Nächtlicher Sucheinsatz der Rauriser Bergrettung

Ein stundenlanger nächtlicher Sucheinsatz nach einem abgestürzten Paragleiter-Piloten endete mit dem Fund eines Kinderluftballons.
Am späten Montagabend erfolgte die Alarmierung der Bergrettung Rauris. Ein Jäger hatte im Embacher Teufenbachtal einen vermeintlich abgestürzten Paragleiter im felsdurchsetzten, steilen Gelände unterhalb des Gipfels des Mitterkögerl (2098m) entdeckt.

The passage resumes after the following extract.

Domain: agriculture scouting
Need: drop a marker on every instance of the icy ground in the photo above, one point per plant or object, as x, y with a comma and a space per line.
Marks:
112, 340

Ein von der Leitstelle Zell am See beorderter Suchflug des NAH Alpin Heli 6 musste wegen der einbrechenden Dunkelheit erfolglos beendet werden. Der Polizeihubschrauber Libelle FLIR konnte aufgrund der Wetterlage nicht starten.
Die Rauriser Bergretter stiegen daher in das unwegsame Gelände und konnten kurz vor Mitternacht das Objekt entdecken und bergen. Es handelte sich zum Glück nur um einen bunten, relativ großen Kinderballon, der sich immer wieder im Wind aufgebläht hatte. Nach einer weiteren Abklärung des umliegenden Geländes zogen sich die Einsatzmannschaften daraufhin bei strömendem Regen aus dem Einsatzgebiet zurück.

„Für uns ist eine solche Alarmierung – auch im Zweifelsfall – immer wichtig und richtig. Auch wenn, wie in diesem Fall, erfreulicherweise kein verunglückter Paragleiter zu finden war“, sagt Wolfgang Rohrmoser.